10. This gives Jewish women a rare opportunity. “The sisit that we make today are for the miswah only and are not really clothing” (Beit Yosef Oraḥ Ḥayim 17, quoting "Terumat HaDeshen"), since men no longer wear four-cornered garments. In that, we have moved away from the original miswah, in which sisit were attached to the ordinary clothing of Jewish men and women. For this reason, some great rabbis of our time have large slits made in their suit-jackets so that they will be obligated in sisit. But since women currently wear shawls and ponchos and the like, which happen to have four corners, they are uniquely positioned to return the miswah to its original glory.



Now here's the letter that Mistress Bruna wrote to the Maharil, in which she explains her position:

"To our great rabbi, R' Ya`aqov Moelin, may God protect him:”

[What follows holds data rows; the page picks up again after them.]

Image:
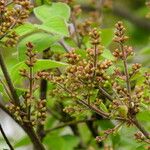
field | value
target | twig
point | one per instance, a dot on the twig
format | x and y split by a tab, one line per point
43	95
141	128
69	123
126	70
28	129
104	92
6	89
5	137
8	80
65	46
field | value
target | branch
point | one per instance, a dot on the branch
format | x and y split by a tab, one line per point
141	128
29	130
5	137
8	81
123	12
69	123
43	95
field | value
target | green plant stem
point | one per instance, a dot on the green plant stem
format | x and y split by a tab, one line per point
141	128
104	92
29	130
8	81
76	32
43	95
6	89
69	123
5	138
31	91
126	70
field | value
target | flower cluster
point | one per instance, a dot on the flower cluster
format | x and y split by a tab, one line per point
31	110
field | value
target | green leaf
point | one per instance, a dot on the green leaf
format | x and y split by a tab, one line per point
55	25
54	142
107	36
103	107
45	12
24	29
40	65
144	115
23	142
71	142
40	40
107	54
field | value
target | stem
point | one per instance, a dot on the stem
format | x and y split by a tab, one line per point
70	123
9	82
95	61
141	128
65	46
104	92
6	89
34	138
29	130
126	70
76	33
43	95
5	137
30	90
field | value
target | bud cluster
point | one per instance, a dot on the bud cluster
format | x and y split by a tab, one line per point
41	111
31	60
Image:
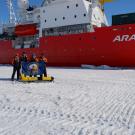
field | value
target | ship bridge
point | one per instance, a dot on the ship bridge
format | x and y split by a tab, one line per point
70	16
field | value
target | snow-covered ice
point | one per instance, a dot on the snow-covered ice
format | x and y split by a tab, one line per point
79	102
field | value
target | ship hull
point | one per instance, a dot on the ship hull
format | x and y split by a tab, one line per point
112	46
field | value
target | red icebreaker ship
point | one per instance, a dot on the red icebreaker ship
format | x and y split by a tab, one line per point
69	33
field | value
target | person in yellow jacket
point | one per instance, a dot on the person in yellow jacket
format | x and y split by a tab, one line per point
16	66
44	59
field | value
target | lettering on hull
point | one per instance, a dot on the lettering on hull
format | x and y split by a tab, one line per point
123	38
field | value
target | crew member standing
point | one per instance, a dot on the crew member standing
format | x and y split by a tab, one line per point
44	59
16	67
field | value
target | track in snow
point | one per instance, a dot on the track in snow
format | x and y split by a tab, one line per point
79	102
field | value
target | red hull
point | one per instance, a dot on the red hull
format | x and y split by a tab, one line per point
95	48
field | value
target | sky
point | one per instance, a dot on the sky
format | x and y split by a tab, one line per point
113	8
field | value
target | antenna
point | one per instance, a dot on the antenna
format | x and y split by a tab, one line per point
12	17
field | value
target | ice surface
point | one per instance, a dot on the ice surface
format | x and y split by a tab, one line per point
79	102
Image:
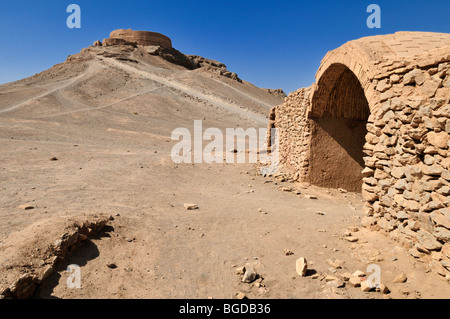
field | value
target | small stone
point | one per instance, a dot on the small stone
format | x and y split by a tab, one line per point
241	295
249	275
47	272
330	278
26	207
346	276
359	273
352	239
354	281
337	264
240	270
400	279
353	229
365	286
383	289
190	206
301	266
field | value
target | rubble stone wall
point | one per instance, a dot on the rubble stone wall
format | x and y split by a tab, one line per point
405	172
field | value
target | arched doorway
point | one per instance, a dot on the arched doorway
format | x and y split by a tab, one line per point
338	116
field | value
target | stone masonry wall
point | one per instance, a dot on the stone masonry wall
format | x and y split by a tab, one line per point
294	133
406	181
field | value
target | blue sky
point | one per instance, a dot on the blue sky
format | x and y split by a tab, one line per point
272	44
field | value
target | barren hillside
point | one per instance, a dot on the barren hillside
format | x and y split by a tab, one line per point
87	143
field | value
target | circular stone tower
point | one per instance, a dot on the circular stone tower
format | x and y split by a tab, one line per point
142	37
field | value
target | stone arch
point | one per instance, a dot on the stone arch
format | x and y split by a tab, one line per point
338	117
399	84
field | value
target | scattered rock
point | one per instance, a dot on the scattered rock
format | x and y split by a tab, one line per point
359	273
354	281
400	279
26	207
351	239
240	270
337	264
190	206
241	295
331	278
383	289
301	266
365	286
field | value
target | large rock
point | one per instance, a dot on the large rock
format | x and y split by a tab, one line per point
301	266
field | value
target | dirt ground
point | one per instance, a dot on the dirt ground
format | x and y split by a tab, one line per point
94	138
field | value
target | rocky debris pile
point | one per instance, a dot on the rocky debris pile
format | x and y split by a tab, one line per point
277	92
34	275
248	275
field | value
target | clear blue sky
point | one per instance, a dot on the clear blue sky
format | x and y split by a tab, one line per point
273	44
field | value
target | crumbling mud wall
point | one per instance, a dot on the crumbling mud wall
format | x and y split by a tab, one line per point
293	133
377	121
141	37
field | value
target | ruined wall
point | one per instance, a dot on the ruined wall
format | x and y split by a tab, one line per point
140	37
406	181
294	132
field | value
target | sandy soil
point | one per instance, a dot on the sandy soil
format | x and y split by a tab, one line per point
92	136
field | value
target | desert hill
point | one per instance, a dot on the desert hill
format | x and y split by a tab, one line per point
87	179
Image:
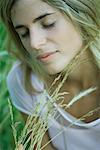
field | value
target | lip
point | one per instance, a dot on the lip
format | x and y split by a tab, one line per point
46	56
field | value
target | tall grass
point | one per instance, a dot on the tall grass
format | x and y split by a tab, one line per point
14	134
6	135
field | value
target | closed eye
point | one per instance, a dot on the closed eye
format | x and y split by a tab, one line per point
47	26
25	34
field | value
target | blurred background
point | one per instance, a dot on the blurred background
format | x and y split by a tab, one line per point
6	61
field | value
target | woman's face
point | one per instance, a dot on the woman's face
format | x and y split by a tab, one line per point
45	31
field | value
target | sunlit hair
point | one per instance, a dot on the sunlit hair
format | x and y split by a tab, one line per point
83	13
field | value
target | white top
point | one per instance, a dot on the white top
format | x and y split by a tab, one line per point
79	136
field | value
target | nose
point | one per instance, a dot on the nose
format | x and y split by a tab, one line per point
37	38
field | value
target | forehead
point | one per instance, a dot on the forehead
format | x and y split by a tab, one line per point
25	10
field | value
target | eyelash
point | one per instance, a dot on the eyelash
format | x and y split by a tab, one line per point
44	26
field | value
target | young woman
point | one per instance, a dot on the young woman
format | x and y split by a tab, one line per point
58	44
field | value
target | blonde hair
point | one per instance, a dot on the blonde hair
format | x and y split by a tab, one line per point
84	14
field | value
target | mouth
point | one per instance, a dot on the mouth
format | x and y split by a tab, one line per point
46	56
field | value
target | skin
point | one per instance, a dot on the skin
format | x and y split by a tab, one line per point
62	38
54	40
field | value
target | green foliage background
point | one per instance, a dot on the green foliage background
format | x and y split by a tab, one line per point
6	61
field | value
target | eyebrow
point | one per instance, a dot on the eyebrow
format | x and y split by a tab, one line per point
35	20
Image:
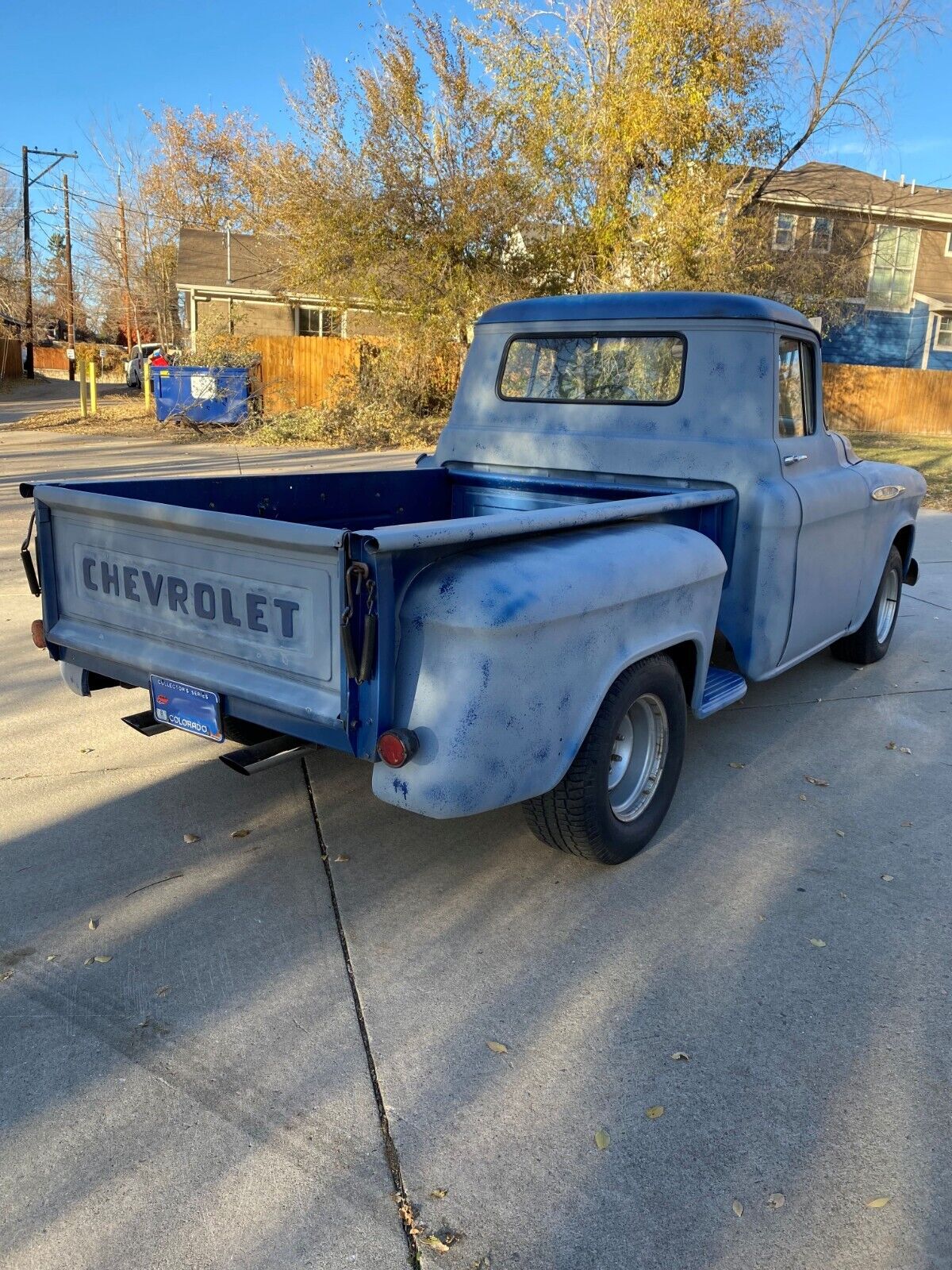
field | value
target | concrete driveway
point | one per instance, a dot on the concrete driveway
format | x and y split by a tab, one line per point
291	1034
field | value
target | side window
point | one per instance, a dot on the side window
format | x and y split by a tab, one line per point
797	391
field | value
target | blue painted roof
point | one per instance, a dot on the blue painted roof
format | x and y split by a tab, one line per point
644	306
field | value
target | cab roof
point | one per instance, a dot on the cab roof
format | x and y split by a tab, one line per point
644	306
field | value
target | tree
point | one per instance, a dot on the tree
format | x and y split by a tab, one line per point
624	112
831	70
406	190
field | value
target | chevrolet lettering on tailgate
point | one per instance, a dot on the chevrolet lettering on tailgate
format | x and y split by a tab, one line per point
205	600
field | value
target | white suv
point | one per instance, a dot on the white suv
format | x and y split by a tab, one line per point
135	366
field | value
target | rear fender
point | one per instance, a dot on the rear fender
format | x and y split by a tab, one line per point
507	653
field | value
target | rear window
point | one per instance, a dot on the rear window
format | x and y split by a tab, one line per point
638	368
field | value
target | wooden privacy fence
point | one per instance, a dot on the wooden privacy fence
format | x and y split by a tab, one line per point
888	399
298	370
50	359
10	359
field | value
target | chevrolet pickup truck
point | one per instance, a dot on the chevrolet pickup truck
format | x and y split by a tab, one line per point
635	508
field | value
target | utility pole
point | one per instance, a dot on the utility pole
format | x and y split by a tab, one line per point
70	317
27	268
125	258
56	156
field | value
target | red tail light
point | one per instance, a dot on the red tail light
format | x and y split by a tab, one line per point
397	747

"You and I both know that the real common factor between Miswot from which women are exempt is not time, but rather the body and the community. Almost all of them are related to the body and to the wordless experience of the senses that the entire community shares: the smell of the Etrog, the sound of the Shofar, the shade of the Sukkah. The wrapping of the tallit, that brings you into a private inner world, and at the same time, spreads over you the connection with everyone in the synagogue and with Jews everywhere and even with your ancestors. And above all of them is the beautiful composition of Torah reading: the exalted words and the depths of their meanings, the smell of the parchment and the beauty of the letters, the melody of the chant and the memory of having learned it by heart, and the glory of the scroll with its silver decorations.”

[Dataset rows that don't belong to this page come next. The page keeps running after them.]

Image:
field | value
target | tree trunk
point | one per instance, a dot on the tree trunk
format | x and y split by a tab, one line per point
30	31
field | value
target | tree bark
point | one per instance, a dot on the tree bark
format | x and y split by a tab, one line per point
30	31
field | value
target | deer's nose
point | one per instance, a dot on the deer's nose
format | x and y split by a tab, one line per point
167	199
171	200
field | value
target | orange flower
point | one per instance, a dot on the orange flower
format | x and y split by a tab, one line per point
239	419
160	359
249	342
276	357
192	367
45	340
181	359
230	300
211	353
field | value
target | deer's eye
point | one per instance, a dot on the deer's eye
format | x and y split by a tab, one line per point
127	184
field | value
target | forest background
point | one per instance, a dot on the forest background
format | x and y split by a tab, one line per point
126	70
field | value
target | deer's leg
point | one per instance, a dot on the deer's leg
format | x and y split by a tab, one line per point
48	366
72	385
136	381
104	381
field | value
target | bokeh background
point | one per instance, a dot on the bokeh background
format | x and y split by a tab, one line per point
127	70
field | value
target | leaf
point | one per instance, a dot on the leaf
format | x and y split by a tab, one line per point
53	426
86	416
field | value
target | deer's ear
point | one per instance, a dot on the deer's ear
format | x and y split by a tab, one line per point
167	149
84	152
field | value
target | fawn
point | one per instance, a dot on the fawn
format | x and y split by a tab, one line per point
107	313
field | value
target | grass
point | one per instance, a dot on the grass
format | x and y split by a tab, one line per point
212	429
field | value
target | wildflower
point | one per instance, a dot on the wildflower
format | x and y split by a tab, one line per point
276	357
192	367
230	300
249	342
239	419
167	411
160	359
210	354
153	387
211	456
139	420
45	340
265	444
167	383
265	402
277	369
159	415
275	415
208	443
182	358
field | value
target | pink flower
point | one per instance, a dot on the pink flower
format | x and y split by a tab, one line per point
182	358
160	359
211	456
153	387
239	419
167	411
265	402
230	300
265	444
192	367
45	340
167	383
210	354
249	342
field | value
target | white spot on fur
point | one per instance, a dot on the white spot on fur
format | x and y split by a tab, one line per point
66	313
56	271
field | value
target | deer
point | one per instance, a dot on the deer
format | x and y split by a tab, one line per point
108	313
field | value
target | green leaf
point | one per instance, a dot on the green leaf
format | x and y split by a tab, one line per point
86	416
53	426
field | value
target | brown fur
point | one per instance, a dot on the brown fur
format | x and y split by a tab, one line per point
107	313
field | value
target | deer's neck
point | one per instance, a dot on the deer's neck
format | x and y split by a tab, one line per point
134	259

"You are telling me that I don’t belong to any of this. That I am sentenced to a life of aloneness, removed from experience and belonging. That there is a permanent restraining order keeping me from my community and my history. From the connection to miswot as a whole. From the Torah. That I am sentenced to a Judaism without colour, without smell, without melody, without community, without Torah. That is a curse. That is a banishment from the Garden of Eden. Close your eyes a moment and answer honestly: would you be willing to accept that sentence?”

"Rabbi Ya`aqov, teacher of all Jews in exile, everyone knows that you are a great scholar. But, with all due respect for your Torah learning, you are tone deaf: you can’t tell the difference between arrogance and longing.”

"I have lived in exile since the time of the Mishnah, but now the time has come, and I am not waiting for your permission. I am going home.”

"Respectfully,
Bruna,
Right here in your neighborhood,
Worms, Germany.”
Woad dyed Talitot with various styled tzitziot that I have made for my family.



Final Thoughts;


I, Azriel, have personally been using tzitziot on my prayer shawl and don this most every day. I also wore this as a scarf while attending services at the Karaite Synagogue in Daly City, Ca.


I have just used white linen and sewn a rectangle scarf with a large button hole on each corner to insert tzitziot.  I have seen some lovely knitted and crocheted rectangular shawls made for this purpose also.  I may be able to offer some of these for sale in the future.